Thompson, qui s’appelait également « Erratic » en ligne, a été arrêté pour avoir piraté Capital One en juillet 2019. La violation a été l’une des plus importantes jamais enregistrées, exposant les noms, dates de naissance, numéros de sécurité sociale, adresses e-mail et numéros de téléphone de plus de 100 millions de personnes aux États-Unis et au Canada. Capital One a depuis été condamné à une amende de 80 millions de dollars pour avoir prétendument omis de sécuriser les données des utilisateurs et réglé avec les clients concernés pour 190 millions de dollars.
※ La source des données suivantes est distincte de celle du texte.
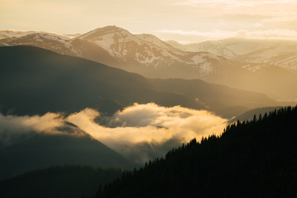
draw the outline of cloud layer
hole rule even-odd
[[[105,126],[95,122],[98,118],[105,121]],[[101,117],[99,112],[88,108],[66,118],[51,113],[31,117],[1,115],[0,142],[7,145],[13,143],[18,135],[28,138],[36,133],[65,134],[62,129],[68,121],[124,156],[142,164],[164,156],[169,149],[194,137],[199,140],[202,135],[219,134],[226,121],[206,111],[179,106],[165,107],[153,103],[135,103],[110,117]]]

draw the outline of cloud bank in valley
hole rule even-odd
[[[95,122],[104,120],[105,126]],[[80,129],[124,156],[143,163],[165,155],[169,149],[187,143],[194,137],[219,134],[226,120],[205,110],[153,103],[134,104],[111,117],[87,108],[67,117],[48,113],[40,116],[0,116],[0,142],[7,145],[17,135],[36,133],[65,134],[65,121]],[[72,130],[73,130],[73,129]],[[79,132],[71,134],[77,135]],[[6,143],[4,144],[4,142]]]
[[[164,155],[169,149],[194,137],[219,134],[226,120],[205,110],[153,103],[135,103],[110,118],[106,126],[94,121],[99,113],[86,109],[69,115],[67,120],[121,154],[137,162]]]

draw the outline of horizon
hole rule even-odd
[[[182,44],[233,37],[297,39],[297,2],[290,0],[4,0],[0,9],[0,28],[5,30],[64,35],[115,25]]]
UN communiqué de presse du ministère de la justice (DOJ) déclare que Thompson a développé un outil qui scanne AWS à la recherche de comptes mal configurés, puis exploite ces comptes pour accéder aux systèmes de Capital One et à des dizaines d’autres clients AWS. Les procureurs affirment également que Thompson a « piraté » les serveurs des entreprises pour installer un logiciel d’extraction de crypto-monnaie qui transférerait tous les revenus vers son portefeuille crypto personnel. Elle s’est ensuite « vantée » de ses méfaits dans les forums en ligne et par SMS.
À l’époque, il y avait un débat sur la question de savoir si Thompson était un pirate éthique ou un chercheur en sécurité en raison de sa franchise inhabituelle à propos de son rôle dans l’attaque de Capital One en ligne – elle a publié les données sensibles des clients sur une page publique GitHub et a partagé les détails de la brèche sur Twitter et Slack. Plus tôt cette année, le ministère de la Justice a clairement indiqué qu’il ne poursuivrait pas les chercheurs en sécurité en vertu de la loi sur la fraude et les abus informatiques. Mais les procureurs américains n’étaient évidemment pas convaincus que les actions de Thompson relevaient de cette exception.
« Loin d’être une hacker éthique essayant d’aider les entreprises avec leur sécurité informatique, elle a exploité les erreurs pour voler des données précieuses et a cherché à s’enrichir », a déclaré l’avocat américain Nick Brown dans un communiqué. L’audience de détermination de la peine de Thompson aura lieu le 15 septembre 2022.